Wind turbines are massive machines having relatively large masses moving at relatively high rates of speed. For example, the rotor of a modern wind turbine may weigh in the range of 25-50 tons and have blade tip speeds around 300 ft/s. Additionally, generator components, such as the rotor assembly which typically carries heavy magnets or the like, have considerable weight and are subject to relatively high rotational speeds. Thus, it may be important to incorporate within a wind turbine measures or systems configured to control these components, and more specifically, for reducing the rotational speed of these components under certain conditions.
Conventional wind turbine designs may provide a number of ways to reduce the speed of the rotor and generator of the wind turbine. For example, many modern wind turbines include blade pitch mechanisms that allow the blades to rotate about their longitudinal axis to affect the aerodynamic forces acting on the blades. The pitch mechanisms may be used to pitch the blades, for example, out of the wind so as to slow the wind turbine rotor and generator. Thus, for example, when wind conditions become high or excessive, the blades may be pitched in order to reduce the lift forces acting on the blades, and thus reduce the speed of the rotor and the generator operatively coupled thereto. In a further example, in a grid fault, the electrical load on the generator drops suddenly, thereby causing the generator speed and rotor speed to suddenly increase. In these over-speed conditions, the blades may again be pitched in a manner that reduces the rotor and generator speeds.
In addition to pitch mechanisms, wind turbines may also include other braking mechanisms configured to reduce the speed of the rotor or prevent the rotor from turning. In this regard, wind turbines may include mechanical braking systems that rely on friction between two surfaces (e.g., rotor disc and pads) to reduce or restrict the rotation of the rotor. For example, various drum and disc brake systems have been used in various wind turbine arrangements to reduce the speed of the rotor and/or to secure the rotor in a parked position.
These braking systems, however, are not without their drawbacks. In this regard, pitch-based rotor braking may impose stresses in other wind turbine components, such as the wind turbine tower or foundation, for example. Additionally, friction-based rotor brakes require regular maintenance and replacement parts, including disc and pad replacement that are subject to wear and damage. Moreover, friction-based rotor brakes are primarily effective once the rotational speed of the wind turbine rotor has already been significantly reduced. Thus, these types of brakes may not be particularly useful under certain high speed conditions where it is desired to reduce the speed of the rotor.

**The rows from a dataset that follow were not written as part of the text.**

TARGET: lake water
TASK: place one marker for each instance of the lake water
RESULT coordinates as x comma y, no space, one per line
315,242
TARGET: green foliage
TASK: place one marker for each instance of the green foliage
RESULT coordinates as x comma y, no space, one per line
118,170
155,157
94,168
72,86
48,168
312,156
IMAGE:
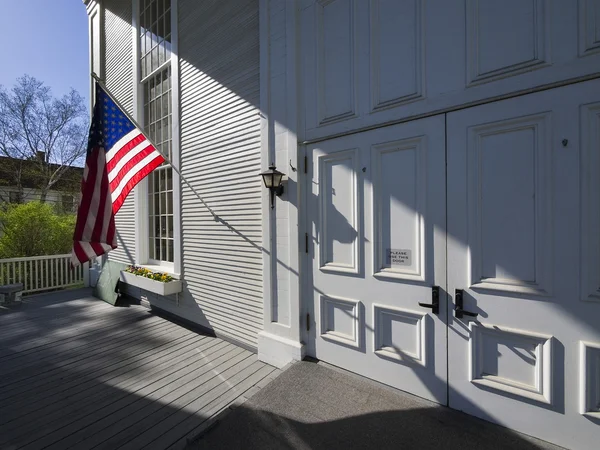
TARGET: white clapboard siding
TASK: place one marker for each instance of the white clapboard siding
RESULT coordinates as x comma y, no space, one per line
119,80
220,157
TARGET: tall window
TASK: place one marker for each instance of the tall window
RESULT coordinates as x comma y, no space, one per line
155,65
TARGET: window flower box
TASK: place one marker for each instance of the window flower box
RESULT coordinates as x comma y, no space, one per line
158,287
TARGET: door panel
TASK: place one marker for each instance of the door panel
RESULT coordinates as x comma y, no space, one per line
517,170
377,212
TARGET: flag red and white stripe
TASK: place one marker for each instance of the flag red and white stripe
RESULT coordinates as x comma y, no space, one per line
119,156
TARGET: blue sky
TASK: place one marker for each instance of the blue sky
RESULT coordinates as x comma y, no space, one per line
47,40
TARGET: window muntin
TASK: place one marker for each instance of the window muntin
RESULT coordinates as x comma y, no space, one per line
155,70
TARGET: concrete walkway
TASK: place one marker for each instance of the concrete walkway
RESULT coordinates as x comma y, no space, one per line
314,406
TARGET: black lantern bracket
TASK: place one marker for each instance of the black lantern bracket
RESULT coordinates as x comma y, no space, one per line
272,179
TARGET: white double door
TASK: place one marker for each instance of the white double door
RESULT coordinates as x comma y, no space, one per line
497,206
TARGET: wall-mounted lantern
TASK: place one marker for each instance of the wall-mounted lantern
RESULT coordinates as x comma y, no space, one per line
272,179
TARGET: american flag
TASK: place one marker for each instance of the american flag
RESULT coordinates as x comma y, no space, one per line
119,156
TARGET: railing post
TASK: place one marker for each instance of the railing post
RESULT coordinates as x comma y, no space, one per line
86,274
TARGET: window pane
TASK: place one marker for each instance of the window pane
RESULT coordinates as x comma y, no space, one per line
168,24
157,205
163,203
155,181
155,32
169,180
150,206
157,249
163,250
157,226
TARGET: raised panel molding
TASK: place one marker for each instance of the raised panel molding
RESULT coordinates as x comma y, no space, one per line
518,40
346,227
336,60
589,27
514,361
340,320
590,202
590,379
407,348
396,40
540,245
413,164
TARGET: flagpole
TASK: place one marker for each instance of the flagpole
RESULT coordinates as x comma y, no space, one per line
167,159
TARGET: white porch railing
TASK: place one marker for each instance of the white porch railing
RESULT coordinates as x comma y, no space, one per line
42,273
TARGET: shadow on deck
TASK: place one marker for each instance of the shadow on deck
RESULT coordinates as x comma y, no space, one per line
76,372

Accordingly, there is a need for a braking system that addresses these and other shortcomings of existing wind turbine braking systems. More particularly, there is a need for a braking system that reduces or eliminates the need for regular maintenance and replacement parts, can be used over a relatively large range of rotor speeds, and minimizes the impact of a braking procedure on other or adjacent wind turbine components.